FILM UNFILTERED – ‘Aquaman’ is a breath of fresh air from DC

FILM UNFILTERED – ‘Aquaman’ is a breath of fresh air from DC


Zack Snyder has been responsible for many of the DC Films and may be considered its godfather, but hasn’t been without fan complaints. The dark, brooding, gloomy and dreary visuals he has fostered have left some DC loyalists and fans disappointed in the cinematic side of their comic book heroes.

However, this new entry into the DC Universe has taken its cues perhaps from the immensely successful “Wonder Woman” helmed by Patty Jenkins, and is an absolute breath of fresh air.

“Aquaman” is a superb origin story for a character who has often been shoved aside as a secondary or even a tertiary player among his roster of heroes. As the film opens, we learn his human father was a lighthouse keeper, played by Temuera Morrison, who played Jango Fett in “Star Wars: Attack of the Clones,” and saved his mother Atlanna (Nicole Kidman) when she washed up on the rocky Maine coastline in 1985.

After establishing his history, the film jumps forward in time to present day finding Arthur Curry/Aquaman (Jason Momoa) thwarting an attack on a Russian sub by pirates led by Manta (Yahya Abdul-Mateen II). Manta forges a deal with Aquaman’s half brother King Orm (Patrick Wilson) to attempt to take him down.

“Aquaman” is an exciting film and has some aspects of “Indiana Jones and the Raiders of the Lost Ark.” There’s a lot of globe-trotting going on with a Sicily showdown, a Gladiator-like battle between brothers under the sea.

Amber Heard’s Mera is a gutsy heroine with an insufferably awful red wig, but cool water powers. Momoa’s Arthur is a gung-ho and happy guy who’s not interested in Atlantis and prefers to solve his problems with his anger and fists, whether in ocean or on land. But he is destined to be as powerful as the god Poseidon.

Willem Dafoe is great as Vulko, playing both sides in this dispute between brothers.

Nicole Kidman has had a huge year, between this and “The Upside.” Here she plays Arthur’s mom. DC has developed a knack for using mothers as the basis for the male hero’s angst. Dolph Lundgren who just had a great turn reprising his Ivan Drago character in “Creed II” shows up here as King Nereus.

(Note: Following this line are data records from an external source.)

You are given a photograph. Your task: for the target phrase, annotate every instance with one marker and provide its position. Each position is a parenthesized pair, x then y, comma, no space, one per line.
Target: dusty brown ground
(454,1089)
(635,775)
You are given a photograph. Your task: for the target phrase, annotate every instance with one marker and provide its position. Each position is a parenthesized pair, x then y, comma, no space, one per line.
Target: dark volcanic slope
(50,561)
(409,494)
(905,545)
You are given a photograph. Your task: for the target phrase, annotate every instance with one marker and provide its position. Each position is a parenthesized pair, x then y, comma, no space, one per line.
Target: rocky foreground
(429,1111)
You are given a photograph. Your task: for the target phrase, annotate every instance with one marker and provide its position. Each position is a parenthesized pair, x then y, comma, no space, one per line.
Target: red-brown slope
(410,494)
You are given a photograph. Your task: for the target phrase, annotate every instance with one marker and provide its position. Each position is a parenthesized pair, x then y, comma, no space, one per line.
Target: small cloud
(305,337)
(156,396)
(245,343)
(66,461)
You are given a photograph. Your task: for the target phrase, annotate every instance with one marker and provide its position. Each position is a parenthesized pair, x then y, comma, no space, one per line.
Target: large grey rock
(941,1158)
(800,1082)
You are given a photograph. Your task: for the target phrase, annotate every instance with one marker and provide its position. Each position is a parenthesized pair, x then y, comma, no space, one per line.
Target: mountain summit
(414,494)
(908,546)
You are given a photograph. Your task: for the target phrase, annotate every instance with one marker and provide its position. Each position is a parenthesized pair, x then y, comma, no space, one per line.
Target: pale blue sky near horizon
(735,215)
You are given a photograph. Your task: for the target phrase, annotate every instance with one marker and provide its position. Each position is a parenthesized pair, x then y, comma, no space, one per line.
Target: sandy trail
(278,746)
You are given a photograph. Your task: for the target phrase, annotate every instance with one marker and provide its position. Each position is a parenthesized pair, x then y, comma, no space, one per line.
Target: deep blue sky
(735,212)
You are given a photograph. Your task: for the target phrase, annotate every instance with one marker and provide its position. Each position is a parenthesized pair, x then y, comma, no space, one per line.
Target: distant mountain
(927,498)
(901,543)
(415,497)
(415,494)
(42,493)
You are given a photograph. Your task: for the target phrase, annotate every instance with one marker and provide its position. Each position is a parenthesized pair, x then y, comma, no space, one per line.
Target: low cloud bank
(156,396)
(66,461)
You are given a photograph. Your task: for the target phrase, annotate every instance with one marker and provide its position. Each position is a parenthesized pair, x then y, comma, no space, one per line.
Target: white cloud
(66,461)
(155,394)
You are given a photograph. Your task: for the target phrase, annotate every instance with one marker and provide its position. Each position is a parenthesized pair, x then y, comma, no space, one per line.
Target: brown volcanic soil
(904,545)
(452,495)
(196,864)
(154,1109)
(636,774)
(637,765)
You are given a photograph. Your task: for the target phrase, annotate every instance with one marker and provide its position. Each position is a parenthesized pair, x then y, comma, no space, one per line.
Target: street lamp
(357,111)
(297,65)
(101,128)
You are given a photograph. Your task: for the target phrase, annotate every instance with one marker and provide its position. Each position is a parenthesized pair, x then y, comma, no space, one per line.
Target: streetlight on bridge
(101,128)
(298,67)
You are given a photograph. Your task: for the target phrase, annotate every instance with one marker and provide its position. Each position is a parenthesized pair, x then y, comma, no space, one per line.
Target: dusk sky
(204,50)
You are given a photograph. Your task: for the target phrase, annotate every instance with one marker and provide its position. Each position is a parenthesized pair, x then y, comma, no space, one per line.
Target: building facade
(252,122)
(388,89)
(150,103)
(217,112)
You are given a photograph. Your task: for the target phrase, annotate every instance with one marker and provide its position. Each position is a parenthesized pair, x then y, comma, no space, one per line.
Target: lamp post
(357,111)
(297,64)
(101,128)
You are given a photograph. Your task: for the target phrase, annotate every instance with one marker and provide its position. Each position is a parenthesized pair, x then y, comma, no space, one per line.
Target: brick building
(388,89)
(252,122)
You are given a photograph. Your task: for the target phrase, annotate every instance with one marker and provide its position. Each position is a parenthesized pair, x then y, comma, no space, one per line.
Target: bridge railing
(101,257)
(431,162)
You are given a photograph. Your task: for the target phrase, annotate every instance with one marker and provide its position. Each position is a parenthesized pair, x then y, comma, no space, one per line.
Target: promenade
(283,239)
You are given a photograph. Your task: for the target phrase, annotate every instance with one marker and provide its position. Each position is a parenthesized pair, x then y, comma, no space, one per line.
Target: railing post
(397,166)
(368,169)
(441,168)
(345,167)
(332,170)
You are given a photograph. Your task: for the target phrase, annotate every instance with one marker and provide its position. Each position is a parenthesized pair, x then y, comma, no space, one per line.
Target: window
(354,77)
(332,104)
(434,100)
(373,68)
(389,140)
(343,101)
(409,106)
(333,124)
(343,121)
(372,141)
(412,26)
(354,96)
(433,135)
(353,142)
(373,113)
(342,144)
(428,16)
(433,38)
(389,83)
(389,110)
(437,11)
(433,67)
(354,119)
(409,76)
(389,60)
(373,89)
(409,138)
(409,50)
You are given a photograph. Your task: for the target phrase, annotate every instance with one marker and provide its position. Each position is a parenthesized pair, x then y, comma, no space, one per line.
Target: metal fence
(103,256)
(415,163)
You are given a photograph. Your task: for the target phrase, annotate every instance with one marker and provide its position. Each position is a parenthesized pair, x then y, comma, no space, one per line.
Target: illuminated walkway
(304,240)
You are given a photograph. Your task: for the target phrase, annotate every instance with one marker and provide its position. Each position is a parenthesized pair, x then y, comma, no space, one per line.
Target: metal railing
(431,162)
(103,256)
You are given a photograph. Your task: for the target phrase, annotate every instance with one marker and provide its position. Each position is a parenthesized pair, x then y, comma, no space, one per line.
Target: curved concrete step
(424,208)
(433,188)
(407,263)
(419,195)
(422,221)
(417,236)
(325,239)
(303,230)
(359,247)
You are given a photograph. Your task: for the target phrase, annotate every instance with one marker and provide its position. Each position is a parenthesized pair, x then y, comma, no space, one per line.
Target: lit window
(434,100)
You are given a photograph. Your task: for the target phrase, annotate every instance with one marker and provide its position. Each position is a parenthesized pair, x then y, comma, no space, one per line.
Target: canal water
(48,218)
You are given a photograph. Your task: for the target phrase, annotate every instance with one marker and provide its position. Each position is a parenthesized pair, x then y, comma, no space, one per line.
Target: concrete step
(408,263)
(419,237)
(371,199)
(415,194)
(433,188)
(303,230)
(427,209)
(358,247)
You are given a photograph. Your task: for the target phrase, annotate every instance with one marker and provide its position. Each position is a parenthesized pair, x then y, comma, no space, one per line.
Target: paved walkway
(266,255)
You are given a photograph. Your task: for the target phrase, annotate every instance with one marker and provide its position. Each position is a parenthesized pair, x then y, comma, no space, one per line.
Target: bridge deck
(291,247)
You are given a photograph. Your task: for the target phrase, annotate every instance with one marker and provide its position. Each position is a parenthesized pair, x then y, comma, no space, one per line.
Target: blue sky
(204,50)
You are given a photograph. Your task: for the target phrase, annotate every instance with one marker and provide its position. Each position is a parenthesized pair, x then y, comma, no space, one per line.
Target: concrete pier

Jason Momoa’s Aquaman is by far the most charismatic of the DC film characters yet introduced, with perhaps an equal nod going to Gal Gadot’s Wonder Woman. He brings a wit, charm and wisecracking demeanor to what feels like a very meaty role, but he brushes it all off with an I don’t care attitude. Arthur is not nearly as damaged as Batman nor as dull as Superman. He’s not dark or dreary, Arthur simply wants to shun his destiny and do his own thing on his own terms, especially if there’s drinking involved

James Wan has crafted a hero perhaps even more aspiring than has yet been brought forth in the DC Universe. “Aquaman” is light and airy and isn’t bogged down by overbearing bad guys out for world domination. The bad guys here just want revenge and that keeps it personal and contained. I think DC may finally be learning from Marvel what it’s been getting wrong. “Aquaman” is a fun film that will have you rooting for this rough and tumble reluctant hero.

The film is rated PG-13.

Jason Momoa stars as the reluctant hero in DC Films’ “Aquaman.”